Mit solchem Potential hatten selbst die Initiatoren des Projekts – das Kulturamt, das Jugendbüro, die Stadtbibliothek und alle hiesigen Schulen – nicht gerechnet. Ziel war, der Jugend die Freude an Sprache näher zu bringen. Sie durch Basteln an den auf maximal sechs Minuten dauernden Vorträgen weg von SMS-Sprache, hin zum Spiel mit Worten, Rhythmen, Inhalten zu bringen.

Dass selbst Zwölfjährige hetorische Purzelbäume draufhaben, zeigte sich spätestens bei dem zweitägigen Workshop unter Leitung des Nürnberger Slammers Michael Jakob. Er half beim Schürfen nach Worten, ermunterte, dem eigenen Stil zu folgen, gab den Tritt auf die Bühne.

13 stellten sich in den Lichtkegel, blinzelten in den Saal, holten tief Luft – und legten los. Einer der Sieger, der zwölfjährige Johannes Walk von der Knabenrealschule, erzählte, wie er und seine Geschwistern den ersten Mesner-Einsatz des Vaters zu einem unheiligen Auftritt machten. D Husn am Arsch aufgrissen is seim Buam, ze fix, und an der Kerzn verbrannt hat er si a! Das Publikum johlt, Hände brennen vom Klatschen. Der Applaus entscheidet, wer nochmal vortragen darf. Johannes darf. Genau wie Dominik Steffan (KRS) dank seines Mathegedichts und einem Vogel, der ihm den Sinn von Algebra erklärt und der 18-Jährige Christopher Maschek (OG), der nur anfangs wie eine perfekte Kopie von Piet Klocke wirkt und dann zeigt, dass ein echter Maschek weit wortgewandter, humorvoller, eindringlicher ist.

Als Johannes das zweite Mal die Bühne betritt, ist der Schelm aus seinem Gesicht verschwunden. Jetzt ist er ein Kind, der nach einem Beben unter Trümmern begraben ist. Das leben will, dessen Körper aber nichts vermag als Atemzug, Herzschlag, Atemzug, Herzschlag. Das mit reglosen Gliedern gegen den schleichenden Tod ankämpft. »Atemzug, Herzschlag, Atemzug, Herzschlag», flüstert Johannes, wird leiser, verstummt.

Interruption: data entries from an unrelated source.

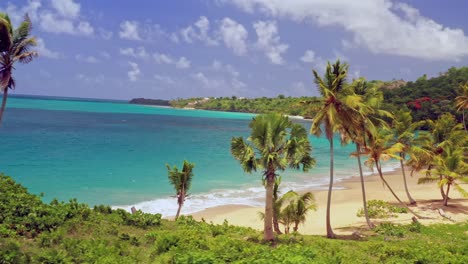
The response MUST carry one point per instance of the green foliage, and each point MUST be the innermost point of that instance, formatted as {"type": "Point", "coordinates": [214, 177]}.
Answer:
{"type": "Point", "coordinates": [381, 209]}
{"type": "Point", "coordinates": [428, 98]}
{"type": "Point", "coordinates": [103, 237]}
{"type": "Point", "coordinates": [302, 106]}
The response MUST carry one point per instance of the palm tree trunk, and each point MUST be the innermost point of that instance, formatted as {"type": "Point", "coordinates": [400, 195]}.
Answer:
{"type": "Point", "coordinates": [411, 200]}
{"type": "Point", "coordinates": [275, 220]}
{"type": "Point", "coordinates": [442, 192]}
{"type": "Point", "coordinates": [446, 195]}
{"type": "Point", "coordinates": [364, 200]}
{"type": "Point", "coordinates": [296, 226]}
{"type": "Point", "coordinates": [379, 169]}
{"type": "Point", "coordinates": [330, 233]}
{"type": "Point", "coordinates": [2, 109]}
{"type": "Point", "coordinates": [464, 124]}
{"type": "Point", "coordinates": [268, 220]}
{"type": "Point", "coordinates": [180, 201]}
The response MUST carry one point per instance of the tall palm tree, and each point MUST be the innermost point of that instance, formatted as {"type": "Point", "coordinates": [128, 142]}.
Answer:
{"type": "Point", "coordinates": [296, 209]}
{"type": "Point", "coordinates": [335, 114]}
{"type": "Point", "coordinates": [462, 101]}
{"type": "Point", "coordinates": [181, 181]}
{"type": "Point", "coordinates": [381, 148]}
{"type": "Point", "coordinates": [370, 116]}
{"type": "Point", "coordinates": [450, 168]}
{"type": "Point", "coordinates": [275, 143]}
{"type": "Point", "coordinates": [404, 130]}
{"type": "Point", "coordinates": [15, 46]}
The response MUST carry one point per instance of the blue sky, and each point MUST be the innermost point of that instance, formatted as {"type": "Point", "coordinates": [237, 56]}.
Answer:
{"type": "Point", "coordinates": [121, 49]}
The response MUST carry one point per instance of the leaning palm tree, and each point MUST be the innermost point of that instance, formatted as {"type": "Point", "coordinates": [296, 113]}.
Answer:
{"type": "Point", "coordinates": [337, 113]}
{"type": "Point", "coordinates": [370, 116]}
{"type": "Point", "coordinates": [15, 46]}
{"type": "Point", "coordinates": [274, 144]}
{"type": "Point", "coordinates": [462, 101]}
{"type": "Point", "coordinates": [181, 181]}
{"type": "Point", "coordinates": [404, 129]}
{"type": "Point", "coordinates": [450, 168]}
{"type": "Point", "coordinates": [296, 209]}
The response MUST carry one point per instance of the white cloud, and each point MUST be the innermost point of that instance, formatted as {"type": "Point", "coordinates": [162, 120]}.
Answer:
{"type": "Point", "coordinates": [269, 41]}
{"type": "Point", "coordinates": [66, 8]}
{"type": "Point", "coordinates": [85, 28]}
{"type": "Point", "coordinates": [234, 36]}
{"type": "Point", "coordinates": [129, 30]}
{"type": "Point", "coordinates": [45, 52]}
{"type": "Point", "coordinates": [134, 72]}
{"type": "Point", "coordinates": [139, 52]}
{"type": "Point", "coordinates": [198, 31]}
{"type": "Point", "coordinates": [181, 63]}
{"type": "Point", "coordinates": [309, 56]}
{"type": "Point", "coordinates": [87, 59]}
{"type": "Point", "coordinates": [165, 79]}
{"type": "Point", "coordinates": [385, 28]}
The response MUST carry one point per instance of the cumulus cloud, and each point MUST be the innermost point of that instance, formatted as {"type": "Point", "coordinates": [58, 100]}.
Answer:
{"type": "Point", "coordinates": [62, 16]}
{"type": "Point", "coordinates": [139, 52]}
{"type": "Point", "coordinates": [198, 31]}
{"type": "Point", "coordinates": [387, 27]}
{"type": "Point", "coordinates": [234, 36]}
{"type": "Point", "coordinates": [269, 42]}
{"type": "Point", "coordinates": [45, 52]}
{"type": "Point", "coordinates": [134, 72]}
{"type": "Point", "coordinates": [181, 63]}
{"type": "Point", "coordinates": [66, 8]}
{"type": "Point", "coordinates": [129, 30]}
{"type": "Point", "coordinates": [87, 59]}
{"type": "Point", "coordinates": [309, 56]}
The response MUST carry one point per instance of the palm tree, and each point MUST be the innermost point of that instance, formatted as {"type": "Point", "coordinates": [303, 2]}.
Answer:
{"type": "Point", "coordinates": [296, 210]}
{"type": "Point", "coordinates": [15, 46]}
{"type": "Point", "coordinates": [380, 148]}
{"type": "Point", "coordinates": [181, 181]}
{"type": "Point", "coordinates": [274, 144]}
{"type": "Point", "coordinates": [450, 168]}
{"type": "Point", "coordinates": [404, 130]}
{"type": "Point", "coordinates": [369, 117]}
{"type": "Point", "coordinates": [462, 101]}
{"type": "Point", "coordinates": [336, 114]}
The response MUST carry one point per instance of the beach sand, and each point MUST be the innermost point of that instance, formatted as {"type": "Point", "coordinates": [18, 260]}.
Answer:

Atemlose Stille im Publikum, danach tosender Applaus. Da es sich zwischen Johannes und Christopher nicht entscheiden kann, werden beide zu Siegern gekürt. Doch allen, die beim ersten Poetry Slam auf die Bühne traten, gebührt Respekt: Klaus Götz und Samuel Matei (WGG), Martina Knopp und Christina Brandl (MRS), Nicole Muszeika und Christine Renker (FOS/BOS), Andreas Wiedmann (KRS), Edward Auf (HS Weinberger) sowie Lena Hönig und Karla Vorkauf (OG).

Wer selbst nach dem Poeten in sich suchen will, kann das am Mittwoch, 24. März, um 15.30 Uhr im G6. Hier findet ein Vortreffen für neue Workshops statt.